B/1009.04 The embodiments of the invention in which an exclu-sive property or privilege is claimed are defined as follows;

1. A shaft kiln comprising:
an upper gas chamber;
an intermediate stack zone including coke-charging means;
a lower hearth zone including air-injecting tuyeres;
charge preheating means utilizing sensible heat from said upper gas chamber;
pneumatic charge injection means adapted to inject said preheated charge into said intermediate zone;
gas off-take means in communication with said gas chamber; and heat exchange means within said off-take means.

2. The shaft kiln as claimed in Claim 1, wherein said charge preheating means comprises:
a charge tray in indirect heat exchange relation with said gas chamber;
means for agitating and homogenizing said charge on said tray; and gravity means for transporting preheated charge to said injector.

3. The shaft kiln as claimed in Claim 1, wherein said charge injecting means comprises:
a source of compressed air in communication with said heat exchange means;
an air-powered charge injector;

means for transporting preheated charge from said preheating means to said injector; and means for transporting air from said heat exchange means to said injector.

4. The shaft kiln as claimed in Claim 1, wherein said off-take means is inclined at an angle between 30° and 45°
from the horizontal plane.

5. The shaft kiln as claimed in Claim 1, and addition-ally comprising:
a forehearth adapted to receive metal and slag from said hearth zone;
charging and tapping holes in said forehearth;
burner means for maintaining metal at a desired temperature within said forehearth; and fluid injection means.

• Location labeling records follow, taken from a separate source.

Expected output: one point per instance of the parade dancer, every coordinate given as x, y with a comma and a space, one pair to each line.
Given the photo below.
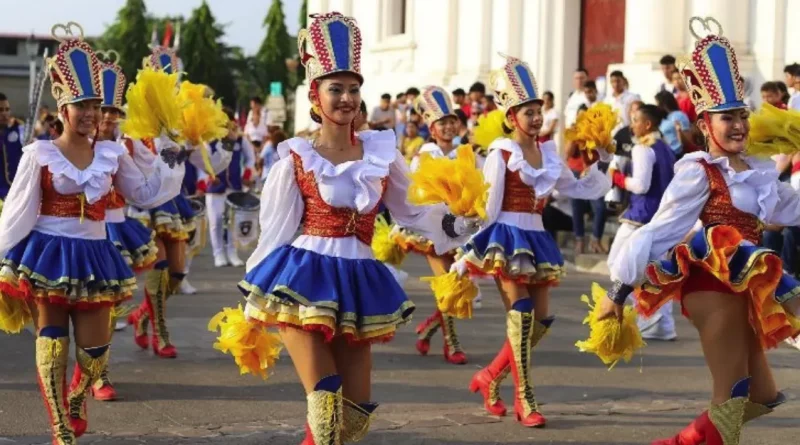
436, 108
172, 222
53, 241
513, 246
233, 179
334, 185
734, 292
11, 135
134, 241
651, 171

6. The shaft kiln as claimed in Claim 5, wherein said forehearth is moveable.

7. The shaft kiln as claimed in Claim 5, wherein said fluid injection means comprises:
a source of fluid in communication with said heat exchange means;
a fluid injector nozzle in communication with the interior of said forehearth; and means connecting said heat exchange means with said nozzle.

8. The shaft kiln as claimed in claim 3, wherein said charge injecting means is located at a point between 45% and 50% of the height of said kiln.